Biopouvoir médical : Comment les médecins fabriquent les femmes




Le pouvoir n’est pas seulement le pouvoir politique
d’État. La médecine intervient par exemple dans la construction
de l’identité biologique féminine.

Selon le philosophe Michel
Foucault, à partir du XVIIIe siècle, on voit apparaître une nouvelle forme de pouvoir qui ne
prend pas appui sur des relations
disciplinaires, mais qui se donne
directement pour objectif de
contrôler la vie en tant que processus biologique : naissance,
maladie, mort... C’est ce qu’il
appelle le « bio-pouvoir ».

MÉDECINE ET CATÉGORIE BIOLOGIQUE

Quels sont les moyens qui permettent au corps médical d’exercer un bio-pouvoir sur le corps
des femmes ?

S’il y a une matière de la réalité, on peut douter de l’existence
en soi de catégories dans la nature. Sur la question des catégories
hommes/femmes, comme le
montre l’existence d’intersexes,
il y a plutôt une continuité que
des frontières étanches. Il en va
de même par exemple du passage
de la matière à la vie ou du végétal à l’animal.

Les catégories sociales d’homme et de femme ne renvoient
donc pas à une simple complémentarité entre les deux sexes au sein des sociétés qui serait la
marque d’une division naturelle
des sexes biologiques, mais les
classifications sociales participent d’un processus d’instauration d’une hiérarchie sociale entre hommes et femmes.

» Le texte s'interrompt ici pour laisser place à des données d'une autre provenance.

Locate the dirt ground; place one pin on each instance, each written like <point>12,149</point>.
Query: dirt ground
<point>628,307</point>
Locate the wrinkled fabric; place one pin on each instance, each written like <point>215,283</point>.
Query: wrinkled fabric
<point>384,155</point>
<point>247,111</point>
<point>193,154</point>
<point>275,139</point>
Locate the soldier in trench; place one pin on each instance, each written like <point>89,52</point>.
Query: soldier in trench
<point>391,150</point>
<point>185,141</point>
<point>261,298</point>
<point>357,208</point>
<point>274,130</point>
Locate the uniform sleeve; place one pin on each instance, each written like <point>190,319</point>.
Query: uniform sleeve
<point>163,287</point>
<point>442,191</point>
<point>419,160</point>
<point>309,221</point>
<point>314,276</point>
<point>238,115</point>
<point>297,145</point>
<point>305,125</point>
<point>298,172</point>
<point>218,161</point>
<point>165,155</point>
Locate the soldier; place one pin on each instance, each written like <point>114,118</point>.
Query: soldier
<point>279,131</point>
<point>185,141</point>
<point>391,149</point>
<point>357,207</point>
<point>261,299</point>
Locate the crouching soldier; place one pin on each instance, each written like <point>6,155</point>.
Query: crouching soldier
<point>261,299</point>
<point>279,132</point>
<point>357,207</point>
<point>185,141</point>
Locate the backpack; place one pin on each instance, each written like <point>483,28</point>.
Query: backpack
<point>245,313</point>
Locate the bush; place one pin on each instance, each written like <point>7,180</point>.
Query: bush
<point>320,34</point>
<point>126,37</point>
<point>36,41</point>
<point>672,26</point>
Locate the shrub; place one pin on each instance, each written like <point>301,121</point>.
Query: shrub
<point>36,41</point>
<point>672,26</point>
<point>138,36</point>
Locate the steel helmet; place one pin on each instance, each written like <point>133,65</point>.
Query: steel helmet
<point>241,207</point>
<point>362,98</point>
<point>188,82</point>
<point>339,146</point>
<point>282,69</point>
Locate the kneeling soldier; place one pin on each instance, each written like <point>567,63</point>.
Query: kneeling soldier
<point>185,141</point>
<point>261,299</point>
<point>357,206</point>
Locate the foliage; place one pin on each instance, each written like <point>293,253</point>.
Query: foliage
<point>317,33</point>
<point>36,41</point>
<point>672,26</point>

Au lieu de penser que ces catégories existent en tant que telles
dans la réalité, il s’agit de montrer comment les catégories
médicales sont construites en
partie à partir de l’ordre social
hétéronormatif qui organise la
société et qu’ont intériorisé les
médecins.

Il est possible d’illustrer les
procédures de cette construction
à partir d’exemples qui la font
apparaître plus clairement. Ces
procédures ont par exemple été
mises en valeur par la philosophe
Elsa Dorlin.

DEUX OU TROIS CENTIMÈTRES ?

Lors de la naissance d’enfants
intersexe, les médecins opèrent
les enfants en leur attribuant une
identité sexuelle, soit femme, soit
homme. Comment est décidée
l’attribution du sexe femme au
nouveau-né ? Les médecins partent d’une définition implicite de ce qu’est une femme. L’un des
critères est d’avoir un clitoris et
non un pénis. Or le critère déterminant qui va permette de différencier le clitoris du pénis est le
nombre de centimètres. En dessous de 2,5 cm, c’est un clitoris,
au-dessus c’est un pénis. Un tel
exemple permet de montrer que
la construction du sexe comme
catégorie médicale fait intervenir
un faisceau de critères et qu’il
n’existe pas un critère unique et
incontestable qui permet de définir la différence entre les deux
sexes. Cet exemple permet aussi
de montrer la part d’arbitraire qui
entre dans cette construction :
pourquoi 2,5 cm et pas 2 cm ou 3cm. Ce qui entre ici en jeu, ce
sont implicitement des critères de
virilité qui associent l’identité
masculine à la taille du sexe.
Un autre exemple qui est souligné par les travaux qui s’intéressent à la construction par le pouvoir médical de la catégorie
femme porte sur la contraception.
Les premières pilules contraceptives coupaient les règles. En
effet, la pilule contraceptive a
pour effet d’empêcher l’ovulation et donc de supprimer les
règles. L’arrêt de la prise de la
pilule au cours du cycle a pour
fonction de provoquer des saignements qui ressemblent aux
règles, mais qui n’en sont pas.
Une telle procédure renvoie à
une définition implicite de ce
qu’est une femme : une femme
est un être humain qui a des saignements mensuels. Il faut attendre 2007 pour que soit commercialisée aux États Unis une pilule
qui supprime les règles, alors
même qu’un certain nombre de
femmes utilisaient déjà leur pilule contraceptive classique, en la
prenant de manière continue, ou
d’autres méthodes, pour obtenir
le même effet.

Ces deux exemples permettent
donc de saisir la part de construction liée à l’intériorisation de normes sociales par les médecins et
montrent qu’ils agissent à leur
insu dans la construction de l’identité biologique féminine. La
légitimité attachée à la science
intervient alors en retour comme
une instance de légitimation de
l’ordre social sur laquelle peut
s’appuyer l’État pour édicter une
législation qui contribue au maintien de cet ordre.